Look at China. We have tons of Chinese students at Stanford. My well-meaning colleagues tell them how nice that they come and how much they regret that they are not living in a civil society. But the more intelligent Chinese students make fun of this civil society, saying, “Oh, I’m not living in a civil society, but I still have a brain.” I don’t have a great sympathy for the Chinese system; but there could be something, in the best case, like an enlightened tyrant. The danger there would be that at some point it deteriorates. But there is a certain virtue in having the executive isolated from the electorate.
If Marine le Pen wins next year, if Orbán stabilizes in Hungary, if the Polish government stabilizes, and if all the upcoming elections in Europe go like the American elections, then I do think there are empirical reasons to consider whether the Chinese model is better.

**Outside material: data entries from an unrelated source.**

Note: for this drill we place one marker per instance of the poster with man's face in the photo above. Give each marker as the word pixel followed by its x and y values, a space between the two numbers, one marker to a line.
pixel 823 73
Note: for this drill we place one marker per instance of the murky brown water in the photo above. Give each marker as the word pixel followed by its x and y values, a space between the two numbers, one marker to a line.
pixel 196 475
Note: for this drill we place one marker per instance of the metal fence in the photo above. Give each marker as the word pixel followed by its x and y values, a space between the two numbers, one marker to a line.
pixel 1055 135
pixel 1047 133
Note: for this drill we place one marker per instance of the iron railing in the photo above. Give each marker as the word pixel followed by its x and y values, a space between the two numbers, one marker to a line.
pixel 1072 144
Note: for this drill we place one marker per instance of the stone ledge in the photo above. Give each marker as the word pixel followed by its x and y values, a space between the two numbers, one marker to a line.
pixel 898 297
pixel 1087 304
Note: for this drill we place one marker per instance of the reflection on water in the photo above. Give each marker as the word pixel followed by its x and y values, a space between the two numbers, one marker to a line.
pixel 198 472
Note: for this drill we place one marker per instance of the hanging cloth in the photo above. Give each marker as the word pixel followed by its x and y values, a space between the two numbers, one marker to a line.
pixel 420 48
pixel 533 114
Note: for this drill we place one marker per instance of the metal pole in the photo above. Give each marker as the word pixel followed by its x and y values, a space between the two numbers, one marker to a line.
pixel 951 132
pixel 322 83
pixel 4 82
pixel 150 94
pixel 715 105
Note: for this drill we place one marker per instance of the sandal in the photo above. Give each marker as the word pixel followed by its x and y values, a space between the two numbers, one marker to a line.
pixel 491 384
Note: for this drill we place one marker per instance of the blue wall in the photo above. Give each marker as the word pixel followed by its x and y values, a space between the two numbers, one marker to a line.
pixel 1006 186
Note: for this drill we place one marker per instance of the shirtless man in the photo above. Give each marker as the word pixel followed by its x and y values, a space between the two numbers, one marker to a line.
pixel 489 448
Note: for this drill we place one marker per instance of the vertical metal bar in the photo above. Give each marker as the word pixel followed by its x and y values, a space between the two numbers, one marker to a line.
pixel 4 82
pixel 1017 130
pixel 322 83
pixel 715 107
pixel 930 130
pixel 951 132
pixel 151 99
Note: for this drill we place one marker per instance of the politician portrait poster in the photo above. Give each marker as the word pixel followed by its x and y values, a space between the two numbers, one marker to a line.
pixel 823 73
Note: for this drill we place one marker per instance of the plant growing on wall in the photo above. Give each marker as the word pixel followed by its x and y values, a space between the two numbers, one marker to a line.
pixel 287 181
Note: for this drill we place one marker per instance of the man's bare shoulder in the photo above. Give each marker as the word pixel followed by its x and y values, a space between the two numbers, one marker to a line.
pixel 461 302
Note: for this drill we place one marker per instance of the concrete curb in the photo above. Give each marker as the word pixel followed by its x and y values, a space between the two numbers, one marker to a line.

You referred to the protests of ‘68. ‘68 was followed by ‘73, the year of the oil crisis, and then came the Reagan/Thatcher years, which were depressing times for many people. What’s happening now was preceded by Occupy and the Arab Spring. You have written you don’t believe we can learn from history. But should we take something away from these analogies? Does every failed political movement lead to resentment?
We have a tendency to identify cycles. But in the long run, I don’t think we can. Maybe there’s a certain logic of reaction. But the Arab Spring is not comparable to ‘68, and the relative depression of not having work today is not comparable to the early ‘70s. The early ‘70s were very depressed times, and people talked a lot about it. After the hope of ‘68 there was this flat depression, no reforms, nothing was changing. That was very depressing, and psychologically it produced the RAF. You go into reclusion, and then you really want to force it. For me, and that’s because I live in the U.S. and because of my generation, the moment I stopped investing in any optimism was 9/11. If the accumulation of resentment can develop such power, how could you ever have the illusion that you can leave the past behind you?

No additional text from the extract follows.